Последнее слово прозвучало игриво, и за ним не последовало обвинений в харассменте, обзывания мужским шовинистическим цисгендерным свинохряком и прочих ритуальных возгласов.
— Совет да любовь, — сказал я с такой фальшивой благожелательностью, что на свадьбе меня немедленно начали бы бить по лицу.
На кухне обнаружилось аж две бутылки крымской мадеры и салаты в контейнерах.
— Давай, не жмись, братан, епта, — приговаривал Петька, набулькивая темно-желтой жидкости в стакан. — Ты нас познакомил и, значит, ты во всем и виноват, чо. Как вариант. Бывшая моя на тебя в суд подаст теперь, ха-ха.
Жена его работала помощником адвоката в какой-то конторе типа «рога и копыта». Откровенно говоря, я подозревал, что ее там держат не из-за того, что она разбирается в законах, а из-за эффектной внешности, ослепительной улыбки и непрошибаемой туповатости, которую знавшие ее плохо люди принимали за хладнокровие.

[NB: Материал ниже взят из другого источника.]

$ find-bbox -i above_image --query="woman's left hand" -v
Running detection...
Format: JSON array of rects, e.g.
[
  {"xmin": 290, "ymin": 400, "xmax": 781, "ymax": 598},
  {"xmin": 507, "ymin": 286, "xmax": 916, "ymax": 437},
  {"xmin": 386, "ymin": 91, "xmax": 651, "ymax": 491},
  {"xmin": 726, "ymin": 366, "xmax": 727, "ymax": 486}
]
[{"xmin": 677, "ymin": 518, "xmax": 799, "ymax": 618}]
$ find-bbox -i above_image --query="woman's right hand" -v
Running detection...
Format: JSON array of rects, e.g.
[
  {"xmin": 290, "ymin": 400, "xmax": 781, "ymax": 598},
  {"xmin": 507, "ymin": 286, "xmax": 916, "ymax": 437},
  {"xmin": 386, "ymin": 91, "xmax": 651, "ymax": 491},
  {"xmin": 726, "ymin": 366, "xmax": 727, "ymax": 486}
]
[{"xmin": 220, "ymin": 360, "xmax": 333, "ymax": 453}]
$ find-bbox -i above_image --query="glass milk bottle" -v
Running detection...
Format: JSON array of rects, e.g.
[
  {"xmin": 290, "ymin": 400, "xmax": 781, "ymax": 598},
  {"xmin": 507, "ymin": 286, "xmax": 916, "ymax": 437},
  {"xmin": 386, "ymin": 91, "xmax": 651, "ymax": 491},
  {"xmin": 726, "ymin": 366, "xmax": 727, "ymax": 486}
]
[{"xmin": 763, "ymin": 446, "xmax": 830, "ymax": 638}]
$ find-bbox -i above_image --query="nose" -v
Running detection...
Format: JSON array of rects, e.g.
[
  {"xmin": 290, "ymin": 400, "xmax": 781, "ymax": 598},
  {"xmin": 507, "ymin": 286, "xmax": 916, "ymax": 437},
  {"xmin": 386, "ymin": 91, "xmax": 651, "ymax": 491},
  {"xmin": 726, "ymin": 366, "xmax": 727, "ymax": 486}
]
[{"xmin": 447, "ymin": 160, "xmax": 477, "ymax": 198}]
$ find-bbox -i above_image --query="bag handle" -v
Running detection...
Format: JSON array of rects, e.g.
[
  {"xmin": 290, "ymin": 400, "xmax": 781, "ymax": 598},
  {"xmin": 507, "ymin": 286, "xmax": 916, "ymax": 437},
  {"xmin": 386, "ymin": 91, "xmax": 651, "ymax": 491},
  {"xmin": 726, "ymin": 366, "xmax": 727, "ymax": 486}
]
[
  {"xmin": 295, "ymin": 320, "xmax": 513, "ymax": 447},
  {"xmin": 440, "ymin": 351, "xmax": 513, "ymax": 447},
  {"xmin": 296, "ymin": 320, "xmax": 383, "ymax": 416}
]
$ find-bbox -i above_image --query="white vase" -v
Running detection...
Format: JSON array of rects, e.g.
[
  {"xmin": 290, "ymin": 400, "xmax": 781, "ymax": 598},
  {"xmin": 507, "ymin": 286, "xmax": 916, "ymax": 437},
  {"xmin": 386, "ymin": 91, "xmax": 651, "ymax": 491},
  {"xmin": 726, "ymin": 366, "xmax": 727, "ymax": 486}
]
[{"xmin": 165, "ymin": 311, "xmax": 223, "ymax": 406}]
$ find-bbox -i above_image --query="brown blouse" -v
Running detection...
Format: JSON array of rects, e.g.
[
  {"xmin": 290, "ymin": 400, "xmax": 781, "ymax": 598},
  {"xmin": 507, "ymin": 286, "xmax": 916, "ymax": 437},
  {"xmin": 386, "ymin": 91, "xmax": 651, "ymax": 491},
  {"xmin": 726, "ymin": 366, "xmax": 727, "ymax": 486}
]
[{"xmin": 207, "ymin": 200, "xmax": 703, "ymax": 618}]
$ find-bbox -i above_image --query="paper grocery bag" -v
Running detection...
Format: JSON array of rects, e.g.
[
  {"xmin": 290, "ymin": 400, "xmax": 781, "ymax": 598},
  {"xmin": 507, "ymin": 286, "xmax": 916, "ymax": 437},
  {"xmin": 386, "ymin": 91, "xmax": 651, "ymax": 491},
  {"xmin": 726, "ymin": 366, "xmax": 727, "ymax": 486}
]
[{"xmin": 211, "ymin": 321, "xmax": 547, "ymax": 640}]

Мадера оказалась поддельной, мерзким шмурдяком, от которого мне захотелось спать еще сильнее. Но у Баковой от него развязался язык, и на меня обрушилась лавина жалоб и сплетен, связанных с альтернативной критикой — кто кому обещал набить морду, кто из откритикованных авторов впал в истерику, и на кого напишет ядовитую рецензию лидер движения Чибурдаев, благоразумно обитавший аж в Монголии.
Я сидел и кивал, думая об одном — как бы вытурить их из квартиры.
— Ты ее не слушай, — зудел в другое ухо Петька. — Все это — требуха. Главное — бабло. Нужно писать так, чтобы тебя покупали.
— Меня покупают, — сообщил я мертвым голосом.
— А ты деньги эти видишь, братан? — Он обнял меня за плечо и снова взялся за бутылку. — Издатели все забирают! Эти жадные капиталистические паразиты, гнилые посредники, которые не нужны! Для детей пусть издают, переводят всякое, альбомчики, а вот в художке… Иди к нам, в электронку!
Мадера из второго стакана понравилась мне больше, чем из первого.
— В электронку? А зачем? — спросил я.
— Вот сколько у тебя роялти? — спросил Петька. — Тринадцать процентов? Отчеты? Показывают раз в квартал… Должны. А присылают раз в год, и то если ты им мозг вынешь.